Each key area will be led by a leading expert within the field:
- Drug delivery and advanced formulation design, Professor Hanne Mørck Nielsen
- Peptide and protein chemistry, Professor Knud Jørgen Jensen
- Nanobiophotonics, Professor Jesper Glückstad
- Advanced bioimaging, Professor Urs Otto Häfeli
The research is organized in three work packages.
Chemical tailoring of biopharmaceuticals and excipients, design of drug delivery systems (DDS)
We will use functionalized biopharmaceuticals and excipient(s) and the biopharmaceuticals will be delivered in DDS via oral administration.
Main objectives and methodologies
- Design and chemical synthesis of novel excipients and systematically study their behavior and benchmark against conventional excipients. We address how excipients can be tailored to the specific biopharmaceutical
- Design and chemically synthesize biopharmaceuticals with modifications, which direct their physico-chemical properties, e.g., controlled self-assembly into oligomers or non-covalent binding to excipients
- Bioimaging labels will be conjugated to both biopharmaceutical and/or the excipient allowing tracking and imaging in in vitro and in vivo models.
Interaction with biomatrices and biobarriers
We will assemble biopharmaceuticals in drug delivery systems (DDS) by controlling molecular properties and formulation conditions in microfluidics and when needed include encapsulation in soft or solidified drug delivery systems.
Main objectives and methodologies
- Obtain detailed insight at the molecular level on drug-excipient interactions, and thus the DDS properties in relevant biomatrices under relevant physiological conditions (e.g. enzymes, mucins and flow)
- Investigate mucus diffusion of the DDS
- Study in real-time (in contrast to traditional endpoint assays) the global and microdomain effects of DDS and excipient on epithelia surface and mucus
- Use emerging developments in lab-on-a-chip systems for in vitro epithelial models as well as microtools for exposure of the DDS at very specific locations on membranes.

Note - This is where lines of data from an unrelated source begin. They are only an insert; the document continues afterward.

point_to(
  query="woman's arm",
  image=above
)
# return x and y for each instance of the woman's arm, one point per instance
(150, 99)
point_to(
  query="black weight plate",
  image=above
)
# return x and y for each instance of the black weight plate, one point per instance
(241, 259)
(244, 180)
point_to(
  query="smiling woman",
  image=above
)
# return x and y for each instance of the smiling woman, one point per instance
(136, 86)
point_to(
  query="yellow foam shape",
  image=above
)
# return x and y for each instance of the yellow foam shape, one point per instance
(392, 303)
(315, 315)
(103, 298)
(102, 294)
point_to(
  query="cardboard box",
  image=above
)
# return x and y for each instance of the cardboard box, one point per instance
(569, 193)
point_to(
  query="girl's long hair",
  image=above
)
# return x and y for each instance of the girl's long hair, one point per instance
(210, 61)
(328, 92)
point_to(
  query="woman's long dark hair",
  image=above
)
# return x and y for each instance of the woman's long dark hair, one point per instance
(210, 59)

In vivo dynamics and therapeutic potential
The ability to follow the fate of biopharmaceuticals at the cellular, tissue and whole-body level is crucial for the success of the center.
Main objectives and methodologies
- In vivo studies will be conducted to confirm and feed-back hypotheses derived from work package 1 and 2
- The dynamics and fate of biopharmaceuticals and drug delivery systems uptake from the intestine, and path after absorption will be investigated by live animal imaging. Furthermore, tissue samples will allow for higher resolution imaging.